Like Icke’s Hamlet, Jamie Lloyd’s modern-dress production of Cyrano de Bergerac amassed rave reviews during its recent run at the Brooklyn Academy of Music (BAM) thanks to its fresh directorial perspective. The play at BAM bore no resemblance to its 2012 predecessor, a more conventional production Lloyd and returning set/costume designer Soutra Gilmour brought to Broadway a decade ago. It features no nose, no cloaks, no fussy language, and is anchored by an electric performance from James McAvoy reading a new script written by Martin Crimp.
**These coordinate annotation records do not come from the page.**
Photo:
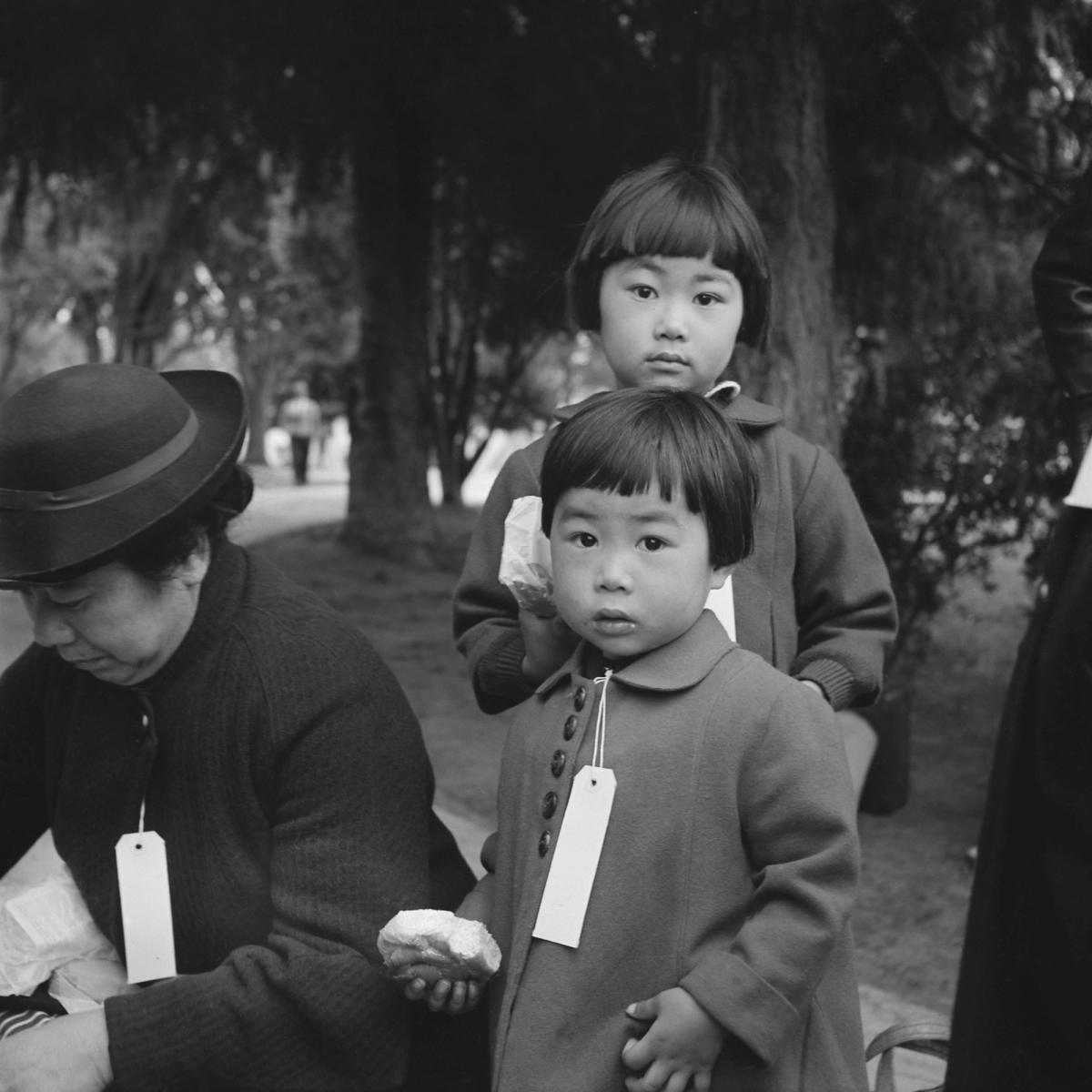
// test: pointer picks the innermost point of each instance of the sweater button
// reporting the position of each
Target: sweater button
(557, 763)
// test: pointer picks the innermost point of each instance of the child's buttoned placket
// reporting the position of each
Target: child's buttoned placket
(579, 713)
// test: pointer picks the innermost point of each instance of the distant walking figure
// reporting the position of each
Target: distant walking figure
(301, 419)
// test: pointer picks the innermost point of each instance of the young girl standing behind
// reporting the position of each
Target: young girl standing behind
(672, 271)
(693, 927)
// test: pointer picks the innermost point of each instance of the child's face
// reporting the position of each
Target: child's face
(631, 573)
(669, 321)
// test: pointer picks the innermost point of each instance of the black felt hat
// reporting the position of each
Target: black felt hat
(97, 458)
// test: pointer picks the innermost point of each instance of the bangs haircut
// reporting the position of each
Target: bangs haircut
(674, 208)
(626, 441)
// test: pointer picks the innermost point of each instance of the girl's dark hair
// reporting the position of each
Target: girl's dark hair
(158, 556)
(626, 440)
(674, 208)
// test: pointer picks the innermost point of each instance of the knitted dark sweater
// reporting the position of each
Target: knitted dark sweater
(282, 764)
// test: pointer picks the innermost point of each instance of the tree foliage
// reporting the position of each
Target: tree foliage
(904, 156)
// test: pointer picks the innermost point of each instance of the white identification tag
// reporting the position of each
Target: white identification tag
(722, 602)
(577, 857)
(1080, 496)
(146, 906)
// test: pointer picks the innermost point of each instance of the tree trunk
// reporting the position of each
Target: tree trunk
(389, 511)
(765, 101)
(258, 374)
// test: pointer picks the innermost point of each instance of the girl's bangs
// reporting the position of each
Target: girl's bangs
(632, 468)
(680, 229)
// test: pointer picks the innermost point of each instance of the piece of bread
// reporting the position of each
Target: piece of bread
(451, 947)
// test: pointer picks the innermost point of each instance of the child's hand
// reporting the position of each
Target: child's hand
(441, 995)
(682, 1046)
(547, 643)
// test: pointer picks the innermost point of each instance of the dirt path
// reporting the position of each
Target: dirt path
(916, 878)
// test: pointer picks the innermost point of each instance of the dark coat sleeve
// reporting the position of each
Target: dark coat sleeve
(308, 1007)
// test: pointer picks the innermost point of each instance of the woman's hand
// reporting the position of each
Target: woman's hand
(681, 1046)
(442, 995)
(547, 643)
(69, 1054)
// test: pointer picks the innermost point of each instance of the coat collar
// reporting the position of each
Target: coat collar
(680, 665)
(730, 401)
(218, 602)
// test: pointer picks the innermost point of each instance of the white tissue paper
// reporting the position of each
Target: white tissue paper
(47, 933)
(524, 558)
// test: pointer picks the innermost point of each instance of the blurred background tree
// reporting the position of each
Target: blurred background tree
(388, 194)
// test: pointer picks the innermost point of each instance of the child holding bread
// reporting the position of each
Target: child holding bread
(676, 854)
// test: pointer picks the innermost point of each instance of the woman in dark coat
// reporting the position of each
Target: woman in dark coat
(1022, 1016)
(181, 686)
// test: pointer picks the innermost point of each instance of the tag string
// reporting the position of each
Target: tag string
(600, 743)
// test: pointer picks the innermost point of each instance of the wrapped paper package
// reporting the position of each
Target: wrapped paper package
(48, 934)
(524, 558)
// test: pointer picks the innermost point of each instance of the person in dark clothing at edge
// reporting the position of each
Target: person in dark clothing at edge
(181, 686)
(1022, 1015)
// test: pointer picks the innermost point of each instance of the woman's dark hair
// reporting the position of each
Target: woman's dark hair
(626, 440)
(674, 208)
(158, 556)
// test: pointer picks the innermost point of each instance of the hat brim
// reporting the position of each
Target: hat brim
(49, 547)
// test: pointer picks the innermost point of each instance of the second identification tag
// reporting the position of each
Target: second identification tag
(146, 905)
(579, 844)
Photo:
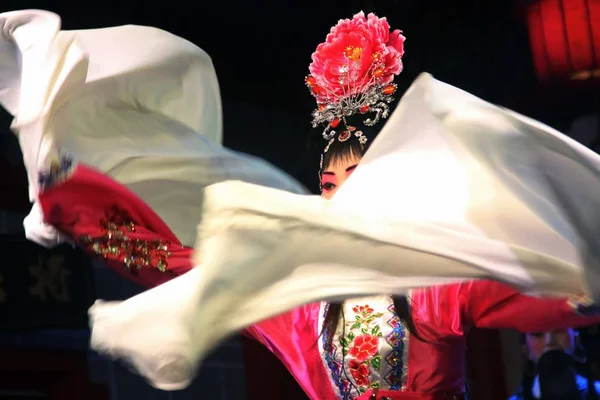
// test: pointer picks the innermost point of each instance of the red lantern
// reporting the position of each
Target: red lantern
(565, 38)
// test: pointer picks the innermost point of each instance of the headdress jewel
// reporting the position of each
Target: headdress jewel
(352, 72)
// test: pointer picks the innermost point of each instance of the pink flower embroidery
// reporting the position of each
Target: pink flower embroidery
(363, 309)
(360, 372)
(364, 347)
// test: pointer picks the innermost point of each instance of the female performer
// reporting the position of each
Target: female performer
(289, 250)
(384, 347)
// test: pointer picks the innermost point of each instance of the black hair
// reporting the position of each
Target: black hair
(340, 151)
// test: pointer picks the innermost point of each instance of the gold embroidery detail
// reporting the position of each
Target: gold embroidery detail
(135, 253)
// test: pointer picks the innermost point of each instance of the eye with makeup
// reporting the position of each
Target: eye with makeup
(328, 186)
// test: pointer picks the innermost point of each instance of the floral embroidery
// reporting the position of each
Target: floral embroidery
(362, 344)
(394, 359)
(367, 351)
(336, 367)
(118, 241)
(58, 171)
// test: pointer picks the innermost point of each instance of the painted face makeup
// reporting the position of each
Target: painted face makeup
(335, 175)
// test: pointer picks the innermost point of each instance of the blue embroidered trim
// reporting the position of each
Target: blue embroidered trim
(335, 366)
(394, 359)
(57, 172)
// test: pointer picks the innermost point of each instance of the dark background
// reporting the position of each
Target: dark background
(261, 50)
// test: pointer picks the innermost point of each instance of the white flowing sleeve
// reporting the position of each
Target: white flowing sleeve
(135, 103)
(452, 189)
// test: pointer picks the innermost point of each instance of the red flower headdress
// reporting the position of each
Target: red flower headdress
(352, 72)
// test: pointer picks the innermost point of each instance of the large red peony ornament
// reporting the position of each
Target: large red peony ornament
(356, 53)
(352, 71)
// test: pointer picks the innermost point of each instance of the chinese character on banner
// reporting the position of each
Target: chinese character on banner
(51, 278)
(2, 290)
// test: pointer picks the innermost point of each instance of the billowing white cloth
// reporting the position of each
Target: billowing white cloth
(453, 188)
(137, 103)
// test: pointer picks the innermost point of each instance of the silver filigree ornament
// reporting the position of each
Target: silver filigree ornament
(373, 101)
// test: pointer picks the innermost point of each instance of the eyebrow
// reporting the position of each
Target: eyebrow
(350, 168)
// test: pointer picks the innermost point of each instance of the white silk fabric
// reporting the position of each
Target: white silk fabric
(136, 103)
(453, 188)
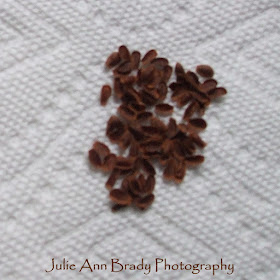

While Crimp’s script is set in 1640 and takes inspiration from Edmond Rostand’s structure of spoken couplets, it does away with all innuendo to spectacular effect. (When the play came up in my conversation with Lawther, who saw it in London’s Harold Pinter theater, he agreed. “It was wonderful,” he said. “James [McAvoy] was extraordinary. It just made language really sexy.”)
Having recently opened a revival of Anton Checkov’s 1895 play, The Seagull, in London, Lloyd was unavailable for an interview for this story but Gilmour shared that she jumped at the opportunity to bring the modern, pared-back version of Cyrano. back to New York. “Cyrano, even ours [from 2012] has traditionally been given a florid quality,” she says. “I wouldn’t want to speak for Jamie [Lloyd], or James [McAvoy] but I think there was something about wanting to strip right back to [focus on] the real pain of the human relationships in the middle of it; the idea that you’re so in love with someone, but cannot be honest about it because you’re so not in love with yourself.”
Like Rostand’s Cyrano, McAvoy’s character is a soldier and a gifted writer who courts the witty and dazzling Roxanne (Evelyn Miller) by writing letters and poems for her beau Christian (Eben Figueiredo), a cadet with a pretty face but not much else going on. The short fuse and sharp tongue of MacAvoy’s Cyrano cultivates a mythic renown that transcends class divisions, but he so fears rejection from Roxanne on account of his perceived ugliness that he settles for ghostwriting her boyfriend’s letters rather than declaring his own love for her.
As the production transferred between London, Glasgow, and Brooklyn, Gilmour used the set to create a sense of intimacy and immediacy between the audience and the actors. “In each theater, we had to completely renegotiate how the proscenium sat in the space, how it addressed the architecture of the theater, the sightlines, the line between the stage and the audience,” Gilmour says of creating her own proscenium for Cyrano from birch plywood to frame the cast and create a focal point for the audience. “It thrust forward our working space into the space of the audience so that we were much closer. It’s much more dynamic. There’s no fourth wall protection.” The power of that proximity between the audience and the cast spoke for itself at the production I caught earlier this spring, where an enraptured group of teenage boys were so immersed in the play they completely ignored their phones. In 2022, that’s about as ringing of an endorsement as one can get.
In June, Varietyreported that around 48 percent of ticket holders for Lloyd’s Cyrano de Bergerac production at BAM were visiting the Brooklyn theater for the first time to see the play during a period when pre-pandemic Broadway hits were forced to close early—a clear indicator of the material’s ability to engage new audiences despite, or perhaps even because of its limited run. “I don’t want to speak for Jamie, but to me, the lack of any [barrier] between the audience and the actors, that feels really important in all of the aspects of the production, whether it be the lighting, the sound, what I do, or the work he’s doing with the actors,” Gilmour says.
As a member of that 48 percent, I think she’s onto something.